The Central Coast Bandit became infamous for wearing an assortment of hats and “cheerfully” entered each bank carrying a handbag and dressed in a non-descript T-shirt “looking like an average woman going about running some errands,” according to FBI spokeswoman Gina Swankie in Sacramento. In the alleged attempted bank robbery Friday, a woman matching the bandit’s description walked into the Golden 1 Credit Union in San Luis Obispo just before 5 p.m., Cipolla said.

The suspect, apparently believing she had been recognized, walked back out to a parked car and as she left a description of the vehicle and its license plate were reported to the San Luis Obispo Police Department, Cipolla said. Police officers spotted the suspect car but when they tried to stop her the driver sped onto northbound U.S. Highway 101 and eventually reached the top of the Cuesta Grade on the highway, Cipolla said. Officers from the Atascadero Police Department then noticed the fleeing car as it continued north on 101, Cipolla said.

The driver turned off of the highway onto surface streets and parking lots in Atascadero and then steered back onto the highway headed north again, Cipolla said. The California Highway Patrol then picked up the pursuit as the driver exited 101 onto surface streets in Paso Robles and continued the high-speed chase. After the driver allegedly rammed into a civilian vehicle on purpose at the intersection of 24th Street and Riverside Avenue, her attempted getaway ended when her car crashed at 35th and Pine streets.

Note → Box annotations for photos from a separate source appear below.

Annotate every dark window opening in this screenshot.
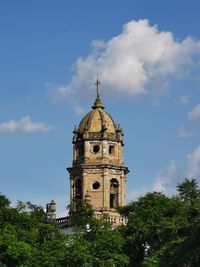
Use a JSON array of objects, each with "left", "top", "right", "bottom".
[
  {"left": 92, "top": 182, "right": 100, "bottom": 190},
  {"left": 78, "top": 144, "right": 84, "bottom": 157},
  {"left": 93, "top": 145, "right": 100, "bottom": 153},
  {"left": 110, "top": 179, "right": 119, "bottom": 209},
  {"left": 109, "top": 146, "right": 115, "bottom": 154},
  {"left": 75, "top": 179, "right": 82, "bottom": 199}
]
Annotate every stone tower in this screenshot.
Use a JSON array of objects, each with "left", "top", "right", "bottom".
[{"left": 67, "top": 80, "right": 128, "bottom": 225}]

Paso Robles police took Padilla into custody on suspicion of robbing banks in Atascadero and Pismo Beach and credit unions in Paso Robles and the unincorporated area of Nipomo in San Luis Obispo County, Cipolla said. The robberies took place between Feb. 13 and Aug. 14, according to Swankie. Aside from four counts of robbery, she was also arrested on suspicion of felony evading arrest and assault with a deadly weapon other than a firearm in the ramming incident with her car, Cipolla said.

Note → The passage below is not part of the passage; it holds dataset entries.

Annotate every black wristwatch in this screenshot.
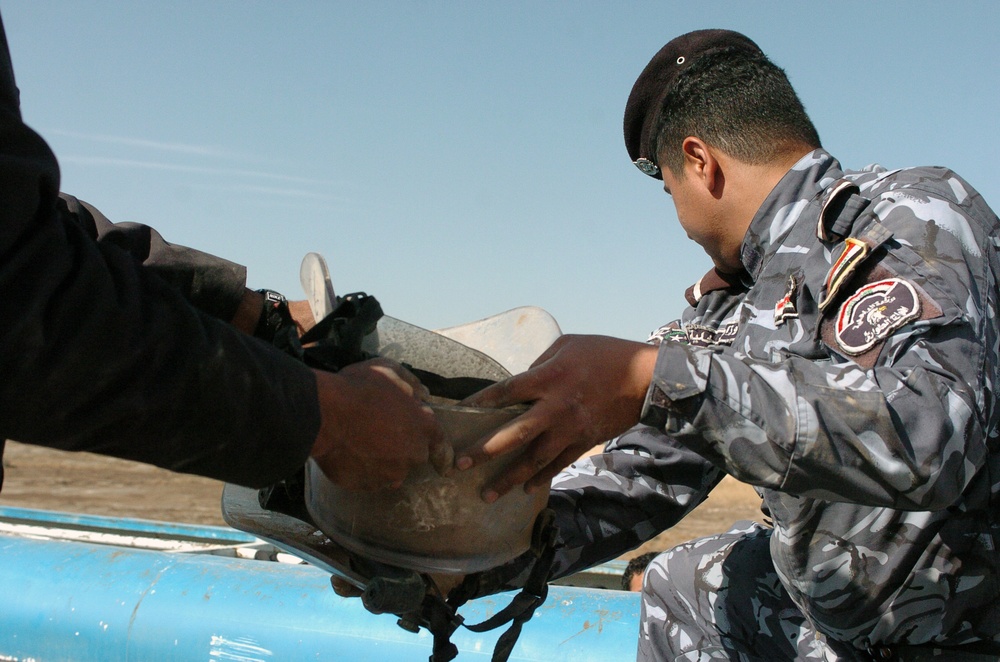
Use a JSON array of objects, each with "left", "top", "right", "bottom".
[{"left": 253, "top": 290, "right": 295, "bottom": 343}]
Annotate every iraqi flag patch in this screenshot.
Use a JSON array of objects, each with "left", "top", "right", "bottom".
[{"left": 834, "top": 278, "right": 920, "bottom": 356}]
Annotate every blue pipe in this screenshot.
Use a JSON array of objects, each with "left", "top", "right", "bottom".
[{"left": 0, "top": 536, "right": 639, "bottom": 662}]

Search warrants were prepared so that investigators can sift through her car and residence in Watsonville in addition to the separate car she drove during the chase, Cipolla said. Padilla is being held on $290,000 bail at the San Luis Obispo County Jail in San Luis Obispo, he said. She is also believed responsible for robbing the Monterey Credit Union in Pacific Grove on Dec. 31 and the Farmers and Merchant Bank in Modesto in Stanislaus County on July 18, Swankie said.

Follow up interviews will be conducted in the multi-agency investigation to determine whether state or federal charges will be filed against Padilla, Cipolla said. Since the banks that were robbed are federally insured, federal charges could be filed but the decision is up to the U.S. Attorney’s Office in Los Angeles, which has jurisdiction since Padilla was arrested in San Luis Obispo County, Swankie said. During the robberies, the suspected bandit never displayed a handgun but wrote notes to tellers demanding money and the FBI considered her armed and dangerous, Swankie said.